Have you ever wondered why Santa Claus lives at the North Pole, of all places? The answer might reside in a small urban park that was once a graveyard in Hamilton, Ohio. You will find there the Hollow Earth Monument, perhaps the most unusual tombstone ever raised in the United States. It is certainly among the very few memorials erected to celebrate an amazingly crackpot geographical theory.
Hamilton’s Hollow Earth Monument marks the gravesite of Captain John Cleves Symmes. He believed that the earth was hollow and that we could gain entrance to the interior of our planet through huge holes that pierced the North and South Pole. Symmes believed the climate at the poles was balmy and temperate, once travelers got beyond a protective ring of ice and snow—an ideal hiding place for Santa Claus.

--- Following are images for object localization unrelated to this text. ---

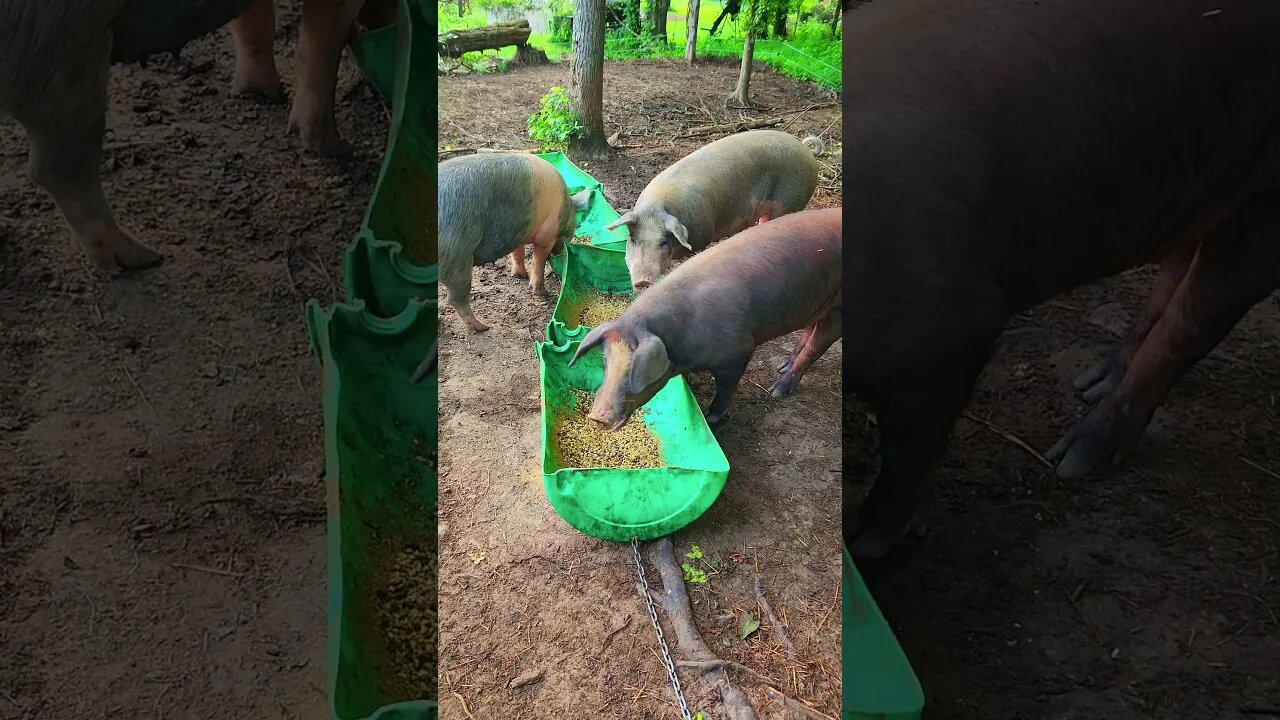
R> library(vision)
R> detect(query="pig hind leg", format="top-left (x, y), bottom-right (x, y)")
top-left (439, 252), bottom-right (489, 332)
top-left (21, 39), bottom-right (161, 271)
top-left (509, 248), bottom-right (528, 278)
top-left (1049, 198), bottom-right (1280, 480)
top-left (705, 354), bottom-right (753, 427)
top-left (848, 338), bottom-right (996, 561)
top-left (1073, 237), bottom-right (1200, 403)
top-left (289, 0), bottom-right (366, 155)
top-left (228, 0), bottom-right (283, 101)
top-left (778, 324), bottom-right (817, 374)
top-left (770, 307), bottom-right (841, 398)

Symmes announced his Hollow Earth theory in 1818 through a widely distributed circular. His theory inspired a generation of explorers to attempt (and uniformly fail) to find a route to the North Pole. All this expeditionary activity, plus Clement Moore’s decision to have Santa Claus’ flying sleigh drawn by reindeer, an Arctic animal, certainly inspired artist Thomas Nast to place Santa Claus at the North Pole in a cartoon published 29 December 1866 in Harper’s Weekly magazine. Harper’s was a widely circulated and hugely influential publication at the time.
If Symmes’ name sounds familiar it’s because he is the nephew and namesake of the same John Cleves Symmes who helped create Cincinnati. The younger Symmes earned fame as a hero during the War of 1812, and spent the rest of his life, and his reputation, propounding his crackpot theory.

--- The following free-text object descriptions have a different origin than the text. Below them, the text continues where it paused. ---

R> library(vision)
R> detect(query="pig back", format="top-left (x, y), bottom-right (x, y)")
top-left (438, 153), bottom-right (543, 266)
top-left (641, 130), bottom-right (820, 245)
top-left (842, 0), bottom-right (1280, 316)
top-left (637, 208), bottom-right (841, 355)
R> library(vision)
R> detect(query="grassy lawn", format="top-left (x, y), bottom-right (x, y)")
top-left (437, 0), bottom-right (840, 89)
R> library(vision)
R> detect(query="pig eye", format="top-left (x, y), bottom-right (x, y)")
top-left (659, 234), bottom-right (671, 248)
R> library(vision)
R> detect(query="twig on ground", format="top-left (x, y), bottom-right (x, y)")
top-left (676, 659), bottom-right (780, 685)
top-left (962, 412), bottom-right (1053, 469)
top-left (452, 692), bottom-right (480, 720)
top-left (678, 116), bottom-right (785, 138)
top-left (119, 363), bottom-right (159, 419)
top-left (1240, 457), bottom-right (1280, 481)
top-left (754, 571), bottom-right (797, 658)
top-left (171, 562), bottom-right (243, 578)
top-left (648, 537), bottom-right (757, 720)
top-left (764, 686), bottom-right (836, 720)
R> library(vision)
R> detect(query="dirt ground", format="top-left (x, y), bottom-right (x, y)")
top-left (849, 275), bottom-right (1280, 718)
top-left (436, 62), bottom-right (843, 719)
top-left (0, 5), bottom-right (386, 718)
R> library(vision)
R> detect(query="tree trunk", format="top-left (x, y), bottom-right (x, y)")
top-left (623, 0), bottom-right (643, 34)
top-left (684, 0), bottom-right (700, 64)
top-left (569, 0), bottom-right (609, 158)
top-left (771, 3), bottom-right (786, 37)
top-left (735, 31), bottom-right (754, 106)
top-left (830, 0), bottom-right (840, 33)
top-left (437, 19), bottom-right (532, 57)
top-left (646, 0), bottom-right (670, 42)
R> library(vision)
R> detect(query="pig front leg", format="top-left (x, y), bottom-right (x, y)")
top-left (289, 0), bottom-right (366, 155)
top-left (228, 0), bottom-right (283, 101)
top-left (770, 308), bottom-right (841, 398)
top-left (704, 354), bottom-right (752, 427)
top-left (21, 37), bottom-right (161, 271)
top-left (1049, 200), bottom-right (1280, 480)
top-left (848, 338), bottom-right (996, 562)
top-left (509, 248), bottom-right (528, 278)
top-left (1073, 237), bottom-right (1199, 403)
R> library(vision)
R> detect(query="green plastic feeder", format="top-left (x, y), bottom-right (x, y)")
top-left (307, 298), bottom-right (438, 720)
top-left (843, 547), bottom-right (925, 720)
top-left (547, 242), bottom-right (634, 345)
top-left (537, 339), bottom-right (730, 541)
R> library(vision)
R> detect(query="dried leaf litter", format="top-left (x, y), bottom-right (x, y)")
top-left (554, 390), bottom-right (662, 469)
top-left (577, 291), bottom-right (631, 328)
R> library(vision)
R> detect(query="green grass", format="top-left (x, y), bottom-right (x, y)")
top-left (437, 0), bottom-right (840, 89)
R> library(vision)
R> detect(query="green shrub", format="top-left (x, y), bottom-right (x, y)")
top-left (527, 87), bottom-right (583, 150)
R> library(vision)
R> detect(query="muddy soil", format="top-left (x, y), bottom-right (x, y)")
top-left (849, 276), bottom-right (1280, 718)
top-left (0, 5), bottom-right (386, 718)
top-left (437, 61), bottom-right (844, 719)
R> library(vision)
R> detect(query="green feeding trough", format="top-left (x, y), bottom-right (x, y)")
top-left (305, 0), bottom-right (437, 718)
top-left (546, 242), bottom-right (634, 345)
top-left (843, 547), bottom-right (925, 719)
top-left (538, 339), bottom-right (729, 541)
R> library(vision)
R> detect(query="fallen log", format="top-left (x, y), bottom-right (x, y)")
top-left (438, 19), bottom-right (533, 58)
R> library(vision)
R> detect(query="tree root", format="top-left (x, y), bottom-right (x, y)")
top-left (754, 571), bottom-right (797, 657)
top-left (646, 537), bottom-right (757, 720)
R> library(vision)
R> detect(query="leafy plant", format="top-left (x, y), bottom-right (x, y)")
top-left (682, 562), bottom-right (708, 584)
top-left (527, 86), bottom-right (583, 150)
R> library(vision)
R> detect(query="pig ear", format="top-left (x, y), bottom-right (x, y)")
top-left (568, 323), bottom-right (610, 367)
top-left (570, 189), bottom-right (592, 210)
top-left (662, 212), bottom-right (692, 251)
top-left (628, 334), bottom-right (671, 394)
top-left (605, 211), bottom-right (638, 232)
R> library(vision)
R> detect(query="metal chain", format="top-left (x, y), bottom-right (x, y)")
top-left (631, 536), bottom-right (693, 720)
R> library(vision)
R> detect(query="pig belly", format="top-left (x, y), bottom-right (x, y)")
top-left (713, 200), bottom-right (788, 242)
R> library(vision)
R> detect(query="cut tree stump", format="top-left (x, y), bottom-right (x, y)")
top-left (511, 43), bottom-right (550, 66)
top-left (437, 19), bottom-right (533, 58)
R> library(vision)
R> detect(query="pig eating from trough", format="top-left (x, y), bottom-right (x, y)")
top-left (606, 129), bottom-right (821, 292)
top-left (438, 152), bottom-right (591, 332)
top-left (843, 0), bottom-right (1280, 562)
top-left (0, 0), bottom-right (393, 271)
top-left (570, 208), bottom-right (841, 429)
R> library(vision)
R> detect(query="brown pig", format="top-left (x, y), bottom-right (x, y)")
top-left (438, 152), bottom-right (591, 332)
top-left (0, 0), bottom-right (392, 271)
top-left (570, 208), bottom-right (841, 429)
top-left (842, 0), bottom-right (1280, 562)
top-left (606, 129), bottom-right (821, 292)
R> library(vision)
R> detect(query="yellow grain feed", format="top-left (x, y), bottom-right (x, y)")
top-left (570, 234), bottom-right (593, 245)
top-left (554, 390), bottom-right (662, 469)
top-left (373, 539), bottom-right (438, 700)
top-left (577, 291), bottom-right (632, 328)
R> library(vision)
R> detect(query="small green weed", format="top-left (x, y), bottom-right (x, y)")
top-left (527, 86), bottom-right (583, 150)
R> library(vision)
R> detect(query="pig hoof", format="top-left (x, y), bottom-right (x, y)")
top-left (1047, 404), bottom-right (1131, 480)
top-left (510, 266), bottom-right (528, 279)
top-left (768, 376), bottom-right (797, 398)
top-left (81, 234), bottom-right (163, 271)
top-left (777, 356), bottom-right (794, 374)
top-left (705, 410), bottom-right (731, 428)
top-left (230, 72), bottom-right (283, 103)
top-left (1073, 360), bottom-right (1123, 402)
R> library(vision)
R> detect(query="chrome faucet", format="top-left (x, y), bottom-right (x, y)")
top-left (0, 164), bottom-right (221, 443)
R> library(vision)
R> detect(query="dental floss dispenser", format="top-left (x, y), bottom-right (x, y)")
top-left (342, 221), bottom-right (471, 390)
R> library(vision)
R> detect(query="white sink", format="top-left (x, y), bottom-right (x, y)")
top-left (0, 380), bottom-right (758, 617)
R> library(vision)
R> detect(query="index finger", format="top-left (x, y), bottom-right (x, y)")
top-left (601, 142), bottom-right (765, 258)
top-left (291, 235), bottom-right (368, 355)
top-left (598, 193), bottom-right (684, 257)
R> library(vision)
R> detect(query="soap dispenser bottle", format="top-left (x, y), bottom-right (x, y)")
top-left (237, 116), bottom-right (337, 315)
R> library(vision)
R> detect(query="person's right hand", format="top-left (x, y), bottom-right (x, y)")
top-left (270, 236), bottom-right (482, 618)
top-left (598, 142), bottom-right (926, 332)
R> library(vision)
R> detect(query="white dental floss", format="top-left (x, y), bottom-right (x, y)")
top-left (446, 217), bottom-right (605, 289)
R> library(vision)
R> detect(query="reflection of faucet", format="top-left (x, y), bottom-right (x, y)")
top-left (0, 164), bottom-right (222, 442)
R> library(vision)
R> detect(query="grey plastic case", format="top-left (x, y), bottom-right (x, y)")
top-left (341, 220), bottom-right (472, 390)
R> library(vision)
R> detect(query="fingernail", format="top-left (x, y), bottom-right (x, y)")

Symmes developed his Hollow Earth theory while living in Newport, Kentucky and sent pamphlets to every potential donor in the United States and Europe. He hoped to gather enough money to mount an expedition to the North Pole. United States President John Quincy Adams was reportedly on the verge of awarding federal funding to the Symmes expedition when he was voted out of office. Symmes died with his vision unfulfilled.
Symmes’ son, Americus Vespucci Symmes, took up the torch and published a book to popularize his late father’s Hollow Earth ideas. Americus claimed an 1871 expedition led by Cincinnatian Charles Francis Hall had verified his father’s theories, even though that voyage was turned back far short of the North Pole. Another Cincinnatian, John Uri Lloyd, was inspired to write an early fantasy novel titled Editorhpa (that’s “Aphrodite” spelled backwards) based in part on the Hollow Earth theory. Symmes’ theory also inspired Jules Verne to compose his novel, “A Journey To The Center Of The Earth.”
Alas, Americus, too, died before anyone travelled far enough north, or south, to prove or disprove John Cleves Symmes’ theory. Americus erected the Hollow Earth Monument over his father’s grave in 1840, and it has attracted curious visitors ever since.